In the previous post, we explored why we need to be a bit rebellious to take the road towards becoming a “full-range engineer”.

We have also discussed that it is not enough for our industry if software engineers change their positioning. Being sustainable (in its general meaning) in an increasingly complex, unpredictable and ambiguous world requires a different focus than the currently predominant one.

In this final post of the series, we will put everything together, we have discussed so far and sum it up.

A huge paradigm shift

Even if the AI tools may soon know better than you how to write code, they still need guidance to know which code to write, to know what the most appropriate solution is in the given context. After you gave them the required guidance, the AI tools then may write the code easily.

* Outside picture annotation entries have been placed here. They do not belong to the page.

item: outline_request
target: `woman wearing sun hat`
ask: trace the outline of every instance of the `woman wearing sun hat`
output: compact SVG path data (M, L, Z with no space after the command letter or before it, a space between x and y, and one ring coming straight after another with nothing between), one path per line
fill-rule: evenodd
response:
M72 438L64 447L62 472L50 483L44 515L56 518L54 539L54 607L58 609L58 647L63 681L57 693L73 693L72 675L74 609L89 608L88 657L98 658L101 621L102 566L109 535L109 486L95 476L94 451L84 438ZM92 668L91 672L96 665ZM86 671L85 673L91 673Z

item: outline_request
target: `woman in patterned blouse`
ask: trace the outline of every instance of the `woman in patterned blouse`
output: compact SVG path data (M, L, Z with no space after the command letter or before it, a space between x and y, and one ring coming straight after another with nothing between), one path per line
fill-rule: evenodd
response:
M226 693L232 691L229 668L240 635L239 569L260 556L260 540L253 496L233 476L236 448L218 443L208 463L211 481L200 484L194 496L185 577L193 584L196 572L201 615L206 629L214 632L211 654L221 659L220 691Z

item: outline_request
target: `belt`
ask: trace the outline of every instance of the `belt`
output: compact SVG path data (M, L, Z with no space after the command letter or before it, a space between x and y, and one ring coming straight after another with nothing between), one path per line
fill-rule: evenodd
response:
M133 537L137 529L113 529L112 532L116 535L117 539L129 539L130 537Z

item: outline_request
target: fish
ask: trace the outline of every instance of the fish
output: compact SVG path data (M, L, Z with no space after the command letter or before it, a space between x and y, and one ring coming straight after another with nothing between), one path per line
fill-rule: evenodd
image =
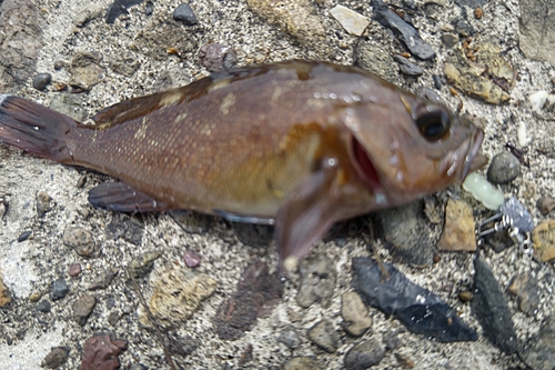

This is BTW what distinguishes average and great software engineers: The ability not only to write good code reliably, but also to know what code to write, which option from the myriad of possible options to pick while keeping an eye on the different encompassing forces.

Or as Adam Dymitruk recently put it in a toot on Mastodon:

At the upper part of the skill scale, AI will increase the income of developers. AI will not be replacing them. It will be making them 100x developers. Look for good developers to get more expensive as the average and below average developers use AI to make a mess faster.

In other words: A fool with a tool is still a fool.

Developer efficiency boosted by AI solutions is worth nothing if developers create pointless code faster. This is not so much about creating bad code as it can be expected the quality of the code produced by AI solutions will continuously improve over time (see, e.g. this blog post at Stack Overflow discussing some of the first steps in that direction).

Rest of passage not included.